Joshua Tobin — Principal Engineer

// about

From colocation to cloud-native
to agentic AI

"The engineers who will define the next decade aren't the ones who just learned AI — they're the ones who spent 20 years learning how systems fail, and now know exactly where to put the intelligence layer."

I've been in the engine room for over two decades. I've managed 1,000+ Linux servers supporting Second Life's 50 million users, built SRE culture at Heroku from the ground up as the first external hire, and led the compliance engineering that unlocked $173M in ACV for MuleSoft's regulated market expansion.

My edge isn't just the tenure — it's the breadth. I can write Terraform, debug a Kubernetes scheduler, build a Golang test suite, and lead a cross-functional incident response. I've operated at every layer of the stack, which means I design systems that actually survive contact with production.

Today I'm building AI-native tools — applying the same automation mindset I've carried for 20 years to the agentic era. Always be shipping. LedgerWatchdog is my current focus: an agentic billing intelligence platform in active development, purpose-built to keep my AI engineering skills sharp and prove out detection pipelines at scale.

The agentic era needs engineers who understand production.

AI agents fail in the same ways distributed systems fail — at scale, under load, at the edges. I bring the rare combination of operational depth and AI-native thinking that turns ambitious systems into reliable ones.

I don't just ship features — I build platforms.

Whether it's a Terraform pipeline, a compliance framework, or an agentic AI product, I operate at the layer where engineering decisions become business outcomes.

Location: Ballston Spa, NY (fully remote since 2012)
Education: B.T. in CIS — SUNY Cobleskill, 2003
Currently: Principal SRE at MuleSoft / Salesforce

// experience

Where I've built things

Principal Site Reliability Engineer / PMTS

Feb 2021 – Present

MuleSoft (Salesforce)

The world's #1 integration and API platform. $5B ARR, ~10,000 employees.

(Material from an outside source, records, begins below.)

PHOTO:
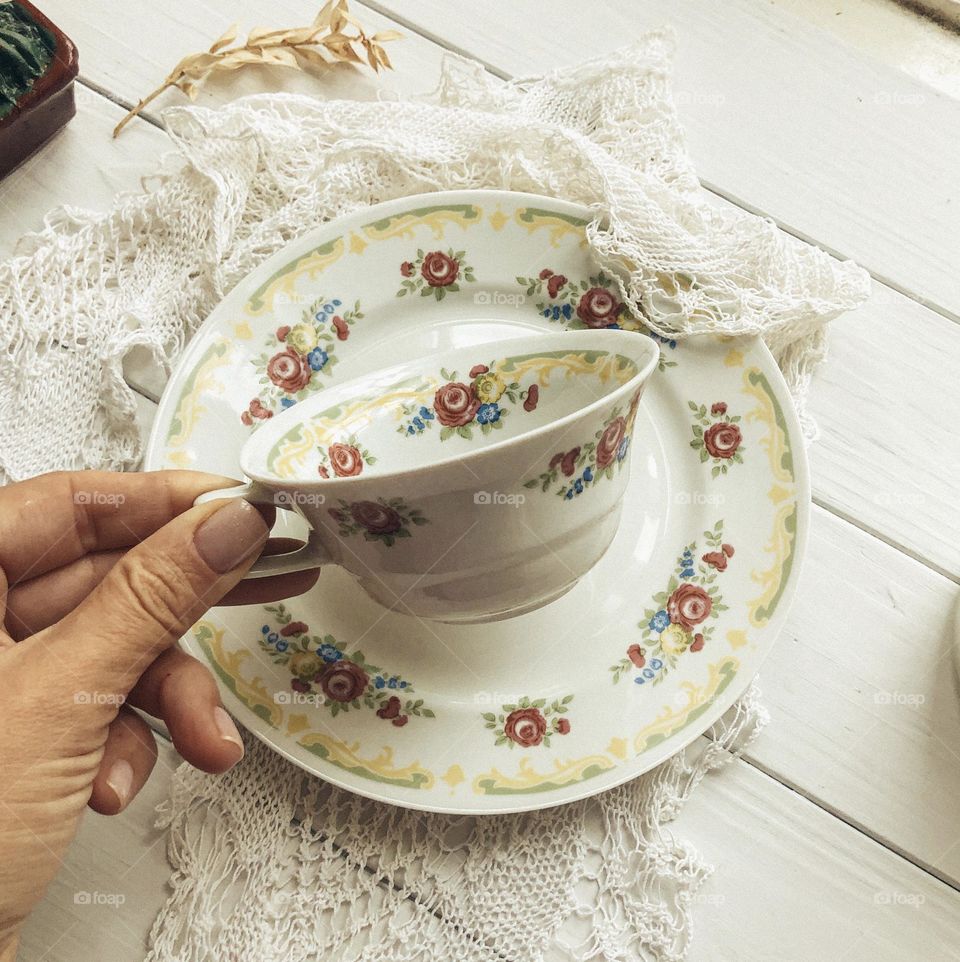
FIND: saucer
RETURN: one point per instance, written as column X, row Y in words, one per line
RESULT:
column 643, row 655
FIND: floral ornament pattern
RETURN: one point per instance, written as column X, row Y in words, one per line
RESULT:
column 334, row 678
column 682, row 617
column 344, row 459
column 459, row 406
column 594, row 302
column 295, row 355
column 435, row 273
column 586, row 464
column 716, row 436
column 529, row 723
column 381, row 520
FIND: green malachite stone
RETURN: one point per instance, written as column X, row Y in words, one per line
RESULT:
column 26, row 51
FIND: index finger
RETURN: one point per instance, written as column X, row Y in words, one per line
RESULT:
column 55, row 519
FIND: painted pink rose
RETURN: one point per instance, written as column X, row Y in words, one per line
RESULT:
column 455, row 404
column 716, row 559
column 555, row 283
column 722, row 439
column 345, row 459
column 598, row 308
column 568, row 463
column 343, row 680
column 289, row 371
column 375, row 517
column 525, row 726
column 439, row 270
column 609, row 442
column 637, row 655
column 689, row 605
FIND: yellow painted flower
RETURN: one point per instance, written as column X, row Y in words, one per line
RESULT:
column 305, row 664
column 302, row 338
column 674, row 640
column 489, row 387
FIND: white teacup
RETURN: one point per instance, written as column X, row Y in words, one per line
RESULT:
column 467, row 487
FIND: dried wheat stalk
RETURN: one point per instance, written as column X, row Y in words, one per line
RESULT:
column 325, row 41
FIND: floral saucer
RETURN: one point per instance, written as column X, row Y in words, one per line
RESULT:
column 638, row 659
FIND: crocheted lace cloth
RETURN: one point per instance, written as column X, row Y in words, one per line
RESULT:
column 269, row 862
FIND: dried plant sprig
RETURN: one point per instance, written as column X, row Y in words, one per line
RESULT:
column 327, row 40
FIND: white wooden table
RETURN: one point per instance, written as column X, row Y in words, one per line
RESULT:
column 838, row 836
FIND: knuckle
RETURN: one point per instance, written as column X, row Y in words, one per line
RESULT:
column 158, row 589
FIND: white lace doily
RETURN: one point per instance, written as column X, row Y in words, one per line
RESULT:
column 269, row 863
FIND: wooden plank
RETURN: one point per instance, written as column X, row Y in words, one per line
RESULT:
column 780, row 117
column 81, row 166
column 848, row 897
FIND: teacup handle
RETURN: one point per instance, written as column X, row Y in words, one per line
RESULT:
column 310, row 555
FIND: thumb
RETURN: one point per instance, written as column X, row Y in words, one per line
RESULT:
column 156, row 591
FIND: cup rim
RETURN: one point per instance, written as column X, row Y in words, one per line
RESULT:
column 633, row 341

Led Hyperforce expansion to Japan and Canada, achieving SOC, ISO, and PCI compliance — unlocking $173M in ACV across regulated markets
Architected phased migration using the Strangler Facade pattern with 99.9% SLA, leading a 2-engineer team
Developed Terraform pipeline cutting EKS cluster deployment time by 30%; built Golang/Python test suites eliminating previously untestable code
Redesigned Golang-based deployment pipeline using Kubernetes, Postgres, and Argo Workflows
Introduced IAM security automation framework within a Zero-Trust architecture, simplifying compliance audits

Senior Site Reliability Engineer

Feb 2014 – Mar 2021

Heroku (Salesforce)

Leading PaaS provider, core to Salesforce's multi-billion-dollar revenue stream.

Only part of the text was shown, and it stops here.